Design and construction
- Architect(s): Frank Williams and Associates
- Developer: Zeckendorf Company

= Belaire Apartments =

Residential skyscraper in Manhattan, New York

Belaire Apartments (also known as the Belaire Condominiums and The Belaire) is a mixed-use high-rise condominium apartment building in Manhattan, New York City. The 42-story building is located at 524 East 72nd Street between York Avenue and the FDR Drive.

==Description==
It has 183 condominium apartments, a health club, parking garage and swimming pool. The first fourteen floors are used by the Hospital for Special Surgery. The building has prominent views overlooking the East River. It is 512 ft tall.

It was designed by Frank Williams and Associates, and features a red brick facade. The building has a reinforced concrete structure, making it one of the tallest concrete buildings at the time of its construction.

==History==
The building was completed in 1988 and was constructed by the Zeckendorf Company, on the site previously occupied by a parking garage owned by the Hospital for Special Surgery.

After construction Belaire enjoyed reductions in its property taxes for 10 years as a result of Section 421-a tax exemption certificates, a New York City affordable housing program. This happened because another company renovated 30 apartments at the Spring Creek Gardens complex in East New York and sold the tax benefits it accrued to the Zeckendorf Company.

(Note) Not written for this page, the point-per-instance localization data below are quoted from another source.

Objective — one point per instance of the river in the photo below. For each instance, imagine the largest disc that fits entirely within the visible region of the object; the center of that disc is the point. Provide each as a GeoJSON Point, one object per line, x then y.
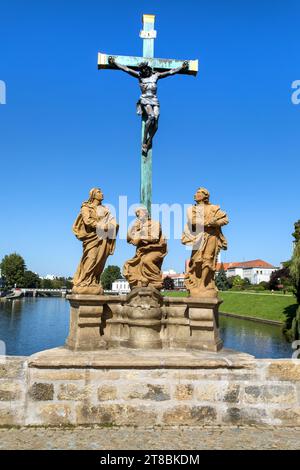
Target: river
{"type": "Point", "coordinates": [33, 324]}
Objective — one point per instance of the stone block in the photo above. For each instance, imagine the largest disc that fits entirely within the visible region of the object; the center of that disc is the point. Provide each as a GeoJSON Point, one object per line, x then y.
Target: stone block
{"type": "Point", "coordinates": [11, 415]}
{"type": "Point", "coordinates": [288, 416]}
{"type": "Point", "coordinates": [244, 416]}
{"type": "Point", "coordinates": [189, 415]}
{"type": "Point", "coordinates": [40, 391]}
{"type": "Point", "coordinates": [184, 392]}
{"type": "Point", "coordinates": [144, 391]}
{"type": "Point", "coordinates": [270, 394]}
{"type": "Point", "coordinates": [116, 415]}
{"type": "Point", "coordinates": [9, 391]}
{"type": "Point", "coordinates": [287, 369]}
{"type": "Point", "coordinates": [11, 368]}
{"type": "Point", "coordinates": [107, 392]}
{"type": "Point", "coordinates": [74, 392]}
{"type": "Point", "coordinates": [54, 414]}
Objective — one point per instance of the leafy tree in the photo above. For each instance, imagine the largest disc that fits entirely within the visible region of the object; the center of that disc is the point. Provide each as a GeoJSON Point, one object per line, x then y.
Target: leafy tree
{"type": "Point", "coordinates": [221, 279]}
{"type": "Point", "coordinates": [291, 327]}
{"type": "Point", "coordinates": [109, 275]}
{"type": "Point", "coordinates": [31, 280]}
{"type": "Point", "coordinates": [13, 268]}
{"type": "Point", "coordinates": [168, 283]}
{"type": "Point", "coordinates": [280, 277]}
{"type": "Point", "coordinates": [46, 284]}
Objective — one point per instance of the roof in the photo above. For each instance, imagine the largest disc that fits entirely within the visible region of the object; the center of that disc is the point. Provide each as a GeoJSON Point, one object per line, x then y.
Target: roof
{"type": "Point", "coordinates": [256, 263]}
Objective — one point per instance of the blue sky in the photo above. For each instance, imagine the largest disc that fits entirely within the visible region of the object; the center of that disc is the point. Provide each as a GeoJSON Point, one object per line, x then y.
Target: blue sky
{"type": "Point", "coordinates": [68, 127]}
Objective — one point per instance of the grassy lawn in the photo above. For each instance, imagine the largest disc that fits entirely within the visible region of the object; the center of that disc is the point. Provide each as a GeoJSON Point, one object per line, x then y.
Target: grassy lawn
{"type": "Point", "coordinates": [268, 307]}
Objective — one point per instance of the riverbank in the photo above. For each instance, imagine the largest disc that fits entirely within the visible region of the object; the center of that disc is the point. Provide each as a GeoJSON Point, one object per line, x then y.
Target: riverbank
{"type": "Point", "coordinates": [259, 306]}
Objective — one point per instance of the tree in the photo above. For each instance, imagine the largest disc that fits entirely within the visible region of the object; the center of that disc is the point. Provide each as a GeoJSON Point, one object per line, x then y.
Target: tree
{"type": "Point", "coordinates": [221, 279]}
{"type": "Point", "coordinates": [291, 327]}
{"type": "Point", "coordinates": [31, 280]}
{"type": "Point", "coordinates": [168, 283]}
{"type": "Point", "coordinates": [109, 275]}
{"type": "Point", "coordinates": [280, 277]}
{"type": "Point", "coordinates": [13, 268]}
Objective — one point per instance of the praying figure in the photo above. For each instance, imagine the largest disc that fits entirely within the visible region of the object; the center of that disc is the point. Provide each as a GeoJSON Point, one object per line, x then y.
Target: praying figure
{"type": "Point", "coordinates": [97, 229]}
{"type": "Point", "coordinates": [144, 269]}
{"type": "Point", "coordinates": [148, 104]}
{"type": "Point", "coordinates": [204, 234]}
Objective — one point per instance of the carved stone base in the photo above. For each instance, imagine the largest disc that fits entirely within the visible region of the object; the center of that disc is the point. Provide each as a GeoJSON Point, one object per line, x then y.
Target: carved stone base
{"type": "Point", "coordinates": [88, 290]}
{"type": "Point", "coordinates": [143, 313]}
{"type": "Point", "coordinates": [192, 323]}
{"type": "Point", "coordinates": [85, 323]}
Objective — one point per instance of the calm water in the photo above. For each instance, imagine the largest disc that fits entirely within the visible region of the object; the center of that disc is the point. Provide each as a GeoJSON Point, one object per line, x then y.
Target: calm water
{"type": "Point", "coordinates": [31, 325]}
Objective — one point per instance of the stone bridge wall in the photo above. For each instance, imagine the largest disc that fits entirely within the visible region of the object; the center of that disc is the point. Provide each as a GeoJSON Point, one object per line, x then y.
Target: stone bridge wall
{"type": "Point", "coordinates": [260, 392]}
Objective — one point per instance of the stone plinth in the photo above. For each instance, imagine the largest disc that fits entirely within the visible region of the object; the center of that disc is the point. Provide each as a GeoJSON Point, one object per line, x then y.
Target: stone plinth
{"type": "Point", "coordinates": [192, 323]}
{"type": "Point", "coordinates": [142, 312]}
{"type": "Point", "coordinates": [88, 320]}
{"type": "Point", "coordinates": [143, 319]}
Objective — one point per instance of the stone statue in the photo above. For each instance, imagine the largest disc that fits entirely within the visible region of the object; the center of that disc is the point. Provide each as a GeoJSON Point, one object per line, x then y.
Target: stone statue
{"type": "Point", "coordinates": [203, 232]}
{"type": "Point", "coordinates": [144, 269]}
{"type": "Point", "coordinates": [148, 103]}
{"type": "Point", "coordinates": [97, 229]}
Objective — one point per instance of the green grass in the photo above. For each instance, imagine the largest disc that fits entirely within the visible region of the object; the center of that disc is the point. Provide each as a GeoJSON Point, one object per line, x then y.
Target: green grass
{"type": "Point", "coordinates": [267, 307]}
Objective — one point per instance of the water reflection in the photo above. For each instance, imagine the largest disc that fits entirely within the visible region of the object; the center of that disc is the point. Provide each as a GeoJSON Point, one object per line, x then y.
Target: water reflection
{"type": "Point", "coordinates": [33, 324]}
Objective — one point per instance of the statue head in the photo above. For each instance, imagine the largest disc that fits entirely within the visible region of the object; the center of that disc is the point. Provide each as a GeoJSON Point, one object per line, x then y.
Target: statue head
{"type": "Point", "coordinates": [201, 195]}
{"type": "Point", "coordinates": [96, 193]}
{"type": "Point", "coordinates": [142, 213]}
{"type": "Point", "coordinates": [145, 69]}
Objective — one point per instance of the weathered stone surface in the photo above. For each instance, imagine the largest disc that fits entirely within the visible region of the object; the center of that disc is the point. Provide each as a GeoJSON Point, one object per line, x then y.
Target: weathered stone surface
{"type": "Point", "coordinates": [270, 394]}
{"type": "Point", "coordinates": [74, 392]}
{"type": "Point", "coordinates": [41, 391]}
{"type": "Point", "coordinates": [52, 414]}
{"type": "Point", "coordinates": [185, 415]}
{"type": "Point", "coordinates": [107, 392]}
{"type": "Point", "coordinates": [232, 393]}
{"type": "Point", "coordinates": [284, 370]}
{"type": "Point", "coordinates": [147, 391]}
{"type": "Point", "coordinates": [184, 392]}
{"type": "Point", "coordinates": [9, 391]}
{"type": "Point", "coordinates": [58, 374]}
{"type": "Point", "coordinates": [115, 415]}
{"type": "Point", "coordinates": [288, 416]}
{"type": "Point", "coordinates": [11, 415]}
{"type": "Point", "coordinates": [12, 367]}
{"type": "Point", "coordinates": [244, 415]}
{"type": "Point", "coordinates": [208, 391]}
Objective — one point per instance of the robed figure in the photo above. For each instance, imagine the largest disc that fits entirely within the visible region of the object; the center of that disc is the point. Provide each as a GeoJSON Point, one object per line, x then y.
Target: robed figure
{"type": "Point", "coordinates": [97, 229]}
{"type": "Point", "coordinates": [144, 269]}
{"type": "Point", "coordinates": [204, 234]}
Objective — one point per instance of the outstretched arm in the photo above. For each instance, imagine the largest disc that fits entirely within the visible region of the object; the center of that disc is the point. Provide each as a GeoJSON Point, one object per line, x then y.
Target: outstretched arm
{"type": "Point", "coordinates": [184, 66]}
{"type": "Point", "coordinates": [112, 61]}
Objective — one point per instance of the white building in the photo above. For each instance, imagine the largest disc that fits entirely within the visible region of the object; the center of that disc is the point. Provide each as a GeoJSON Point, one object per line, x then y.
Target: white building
{"type": "Point", "coordinates": [120, 286]}
{"type": "Point", "coordinates": [256, 270]}
{"type": "Point", "coordinates": [178, 278]}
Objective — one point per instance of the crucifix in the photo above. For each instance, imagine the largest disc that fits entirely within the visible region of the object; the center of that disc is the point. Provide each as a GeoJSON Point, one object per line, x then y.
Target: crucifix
{"type": "Point", "coordinates": [148, 70]}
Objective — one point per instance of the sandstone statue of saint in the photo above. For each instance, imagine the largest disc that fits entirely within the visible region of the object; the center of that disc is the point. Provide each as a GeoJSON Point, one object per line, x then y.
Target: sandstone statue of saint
{"type": "Point", "coordinates": [204, 234]}
{"type": "Point", "coordinates": [144, 269]}
{"type": "Point", "coordinates": [148, 103]}
{"type": "Point", "coordinates": [97, 229]}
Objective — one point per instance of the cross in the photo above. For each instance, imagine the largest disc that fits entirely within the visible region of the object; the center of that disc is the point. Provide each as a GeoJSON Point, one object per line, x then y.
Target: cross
{"type": "Point", "coordinates": [148, 34]}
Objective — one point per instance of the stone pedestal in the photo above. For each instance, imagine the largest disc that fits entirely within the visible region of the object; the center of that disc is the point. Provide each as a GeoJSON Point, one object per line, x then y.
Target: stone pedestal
{"type": "Point", "coordinates": [86, 322]}
{"type": "Point", "coordinates": [143, 316]}
{"type": "Point", "coordinates": [192, 323]}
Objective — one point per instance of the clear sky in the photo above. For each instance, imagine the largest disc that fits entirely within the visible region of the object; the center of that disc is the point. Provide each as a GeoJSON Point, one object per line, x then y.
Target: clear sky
{"type": "Point", "coordinates": [68, 127]}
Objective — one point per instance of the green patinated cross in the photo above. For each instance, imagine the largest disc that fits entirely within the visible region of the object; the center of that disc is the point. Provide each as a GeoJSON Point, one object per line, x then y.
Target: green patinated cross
{"type": "Point", "coordinates": [148, 34]}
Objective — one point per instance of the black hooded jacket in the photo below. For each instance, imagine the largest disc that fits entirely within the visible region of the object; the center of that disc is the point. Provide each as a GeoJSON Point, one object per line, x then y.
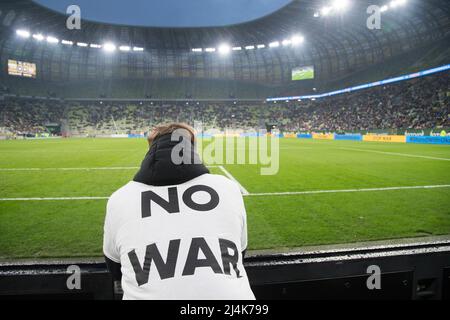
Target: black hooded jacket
{"type": "Point", "coordinates": [158, 169]}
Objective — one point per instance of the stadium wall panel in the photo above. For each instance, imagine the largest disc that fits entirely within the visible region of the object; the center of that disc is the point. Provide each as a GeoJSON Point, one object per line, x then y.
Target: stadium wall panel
{"type": "Point", "coordinates": [418, 271]}
{"type": "Point", "coordinates": [323, 136]}
{"type": "Point", "coordinates": [428, 139]}
{"type": "Point", "coordinates": [384, 138]}
{"type": "Point", "coordinates": [354, 137]}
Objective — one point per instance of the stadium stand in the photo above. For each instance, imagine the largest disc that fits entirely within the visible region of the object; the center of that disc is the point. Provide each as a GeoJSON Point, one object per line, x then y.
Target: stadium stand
{"type": "Point", "coordinates": [415, 104]}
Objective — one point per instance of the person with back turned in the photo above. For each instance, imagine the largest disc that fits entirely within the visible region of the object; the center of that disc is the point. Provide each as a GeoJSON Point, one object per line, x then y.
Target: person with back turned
{"type": "Point", "coordinates": [176, 231]}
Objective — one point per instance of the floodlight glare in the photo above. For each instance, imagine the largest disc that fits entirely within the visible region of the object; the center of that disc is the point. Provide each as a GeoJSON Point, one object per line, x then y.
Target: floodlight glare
{"type": "Point", "coordinates": [325, 11]}
{"type": "Point", "coordinates": [38, 37]}
{"type": "Point", "coordinates": [109, 47]}
{"type": "Point", "coordinates": [23, 33]}
{"type": "Point", "coordinates": [297, 40]}
{"type": "Point", "coordinates": [124, 48]}
{"type": "Point", "coordinates": [274, 44]}
{"type": "Point", "coordinates": [224, 49]}
{"type": "Point", "coordinates": [51, 39]}
{"type": "Point", "coordinates": [340, 5]}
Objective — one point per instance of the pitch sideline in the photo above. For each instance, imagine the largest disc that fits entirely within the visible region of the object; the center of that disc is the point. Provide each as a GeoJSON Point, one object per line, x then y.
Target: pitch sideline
{"type": "Point", "coordinates": [256, 194]}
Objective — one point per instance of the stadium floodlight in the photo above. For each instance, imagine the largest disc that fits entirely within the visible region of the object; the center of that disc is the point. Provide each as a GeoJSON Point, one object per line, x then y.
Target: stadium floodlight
{"type": "Point", "coordinates": [396, 3]}
{"type": "Point", "coordinates": [109, 47]}
{"type": "Point", "coordinates": [51, 39]}
{"type": "Point", "coordinates": [297, 40]}
{"type": "Point", "coordinates": [224, 48]}
{"type": "Point", "coordinates": [340, 5]}
{"type": "Point", "coordinates": [38, 37]}
{"type": "Point", "coordinates": [325, 11]}
{"type": "Point", "coordinates": [274, 44]}
{"type": "Point", "coordinates": [23, 33]}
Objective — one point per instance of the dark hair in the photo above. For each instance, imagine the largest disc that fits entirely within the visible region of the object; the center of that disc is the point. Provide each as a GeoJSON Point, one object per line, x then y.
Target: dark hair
{"type": "Point", "coordinates": [164, 129]}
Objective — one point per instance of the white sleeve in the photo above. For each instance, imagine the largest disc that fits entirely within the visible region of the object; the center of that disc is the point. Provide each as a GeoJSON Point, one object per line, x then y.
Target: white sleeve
{"type": "Point", "coordinates": [109, 235]}
{"type": "Point", "coordinates": [241, 208]}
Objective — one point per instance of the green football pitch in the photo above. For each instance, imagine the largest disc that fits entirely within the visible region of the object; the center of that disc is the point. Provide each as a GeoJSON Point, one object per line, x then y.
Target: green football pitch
{"type": "Point", "coordinates": [326, 192]}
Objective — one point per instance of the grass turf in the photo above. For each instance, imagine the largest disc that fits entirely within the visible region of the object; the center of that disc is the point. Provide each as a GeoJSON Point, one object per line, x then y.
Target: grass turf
{"type": "Point", "coordinates": [73, 228]}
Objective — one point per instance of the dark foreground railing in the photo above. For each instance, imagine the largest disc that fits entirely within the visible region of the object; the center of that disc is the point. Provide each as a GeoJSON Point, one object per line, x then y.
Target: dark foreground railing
{"type": "Point", "coordinates": [409, 271]}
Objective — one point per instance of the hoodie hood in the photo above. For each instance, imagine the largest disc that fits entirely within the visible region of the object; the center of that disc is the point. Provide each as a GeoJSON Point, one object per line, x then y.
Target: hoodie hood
{"type": "Point", "coordinates": [157, 168]}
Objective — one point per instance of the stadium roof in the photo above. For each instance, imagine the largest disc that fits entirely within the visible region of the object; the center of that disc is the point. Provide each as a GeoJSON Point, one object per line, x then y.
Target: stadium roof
{"type": "Point", "coordinates": [337, 43]}
{"type": "Point", "coordinates": [169, 13]}
{"type": "Point", "coordinates": [296, 17]}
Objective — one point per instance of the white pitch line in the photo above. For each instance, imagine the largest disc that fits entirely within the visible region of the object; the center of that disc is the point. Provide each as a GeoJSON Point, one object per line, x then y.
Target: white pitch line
{"type": "Point", "coordinates": [398, 154]}
{"type": "Point", "coordinates": [54, 199]}
{"type": "Point", "coordinates": [76, 169]}
{"type": "Point", "coordinates": [252, 194]}
{"type": "Point", "coordinates": [69, 169]}
{"type": "Point", "coordinates": [243, 190]}
{"type": "Point", "coordinates": [347, 190]}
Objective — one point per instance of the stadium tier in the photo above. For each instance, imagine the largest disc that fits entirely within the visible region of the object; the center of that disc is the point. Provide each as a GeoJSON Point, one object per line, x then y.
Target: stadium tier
{"type": "Point", "coordinates": [421, 103]}
{"type": "Point", "coordinates": [319, 134]}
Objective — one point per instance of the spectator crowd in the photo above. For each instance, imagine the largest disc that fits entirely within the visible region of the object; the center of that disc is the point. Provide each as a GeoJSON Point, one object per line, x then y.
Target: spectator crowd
{"type": "Point", "coordinates": [421, 103]}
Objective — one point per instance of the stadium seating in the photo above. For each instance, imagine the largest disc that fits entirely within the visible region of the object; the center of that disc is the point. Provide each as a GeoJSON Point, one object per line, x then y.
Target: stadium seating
{"type": "Point", "coordinates": [415, 104]}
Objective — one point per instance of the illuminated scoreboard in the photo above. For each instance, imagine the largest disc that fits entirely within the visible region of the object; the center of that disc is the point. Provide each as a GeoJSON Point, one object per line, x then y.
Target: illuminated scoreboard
{"type": "Point", "coordinates": [22, 69]}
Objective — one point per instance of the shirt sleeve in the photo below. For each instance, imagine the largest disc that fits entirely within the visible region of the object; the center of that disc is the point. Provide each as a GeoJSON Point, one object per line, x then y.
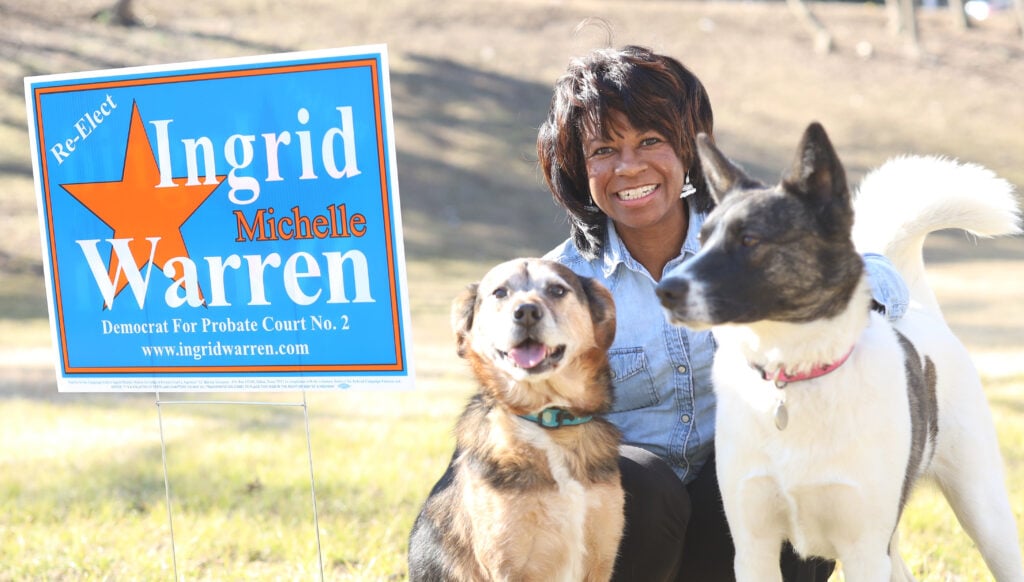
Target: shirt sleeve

In October 2006 residents included novelist Carol Higgins Clark (38th floor); developer Arthur W. Zeckendorf (42nd floor); former Bloomingdale's CEO and Chairman Marvin S. Traub; once-jailed junk-bond king Ivan Boesky; Cigar Aficionado and Wine Spectator magazines publisher Marvin R. Shanken; Cleveland Guardians manager Manny Acta; and Pakistani politician (and later president) Asif Ali Zardari.

As of 2007, the Hospital for Special Surgery continued to own the land, and in exchange for selling the development rights to Zeckendorf, it received use of the lower 12 floors for offices. Originally nurses and technicians were housed there, as these individuals had a difficult time finding affordable housing in New York. Floors 13–22 were still used for housing hospital staff and guests. The Belaire also houses office and laboratory space, sports injury rehabilitation areas, and guest facilities for family members of patients at the Hospital to which it is connected via a causeway on the third floor.

===Plane crash===

On October 11, 2006, a four-seat, Cirrus Design SR-20 single-engine fixed-wing aircraft owned by New York Yankees pitcher Cory Lidle crashed into the apartment building. The two occupants of the plane, Lidle and his flight instructor Tyler Stanger, were both killed in the crash; one resident of the Belaire was severely injured in the resulting fire. The National Transportation Safety Board found that the likely cause of the crash was pilot error.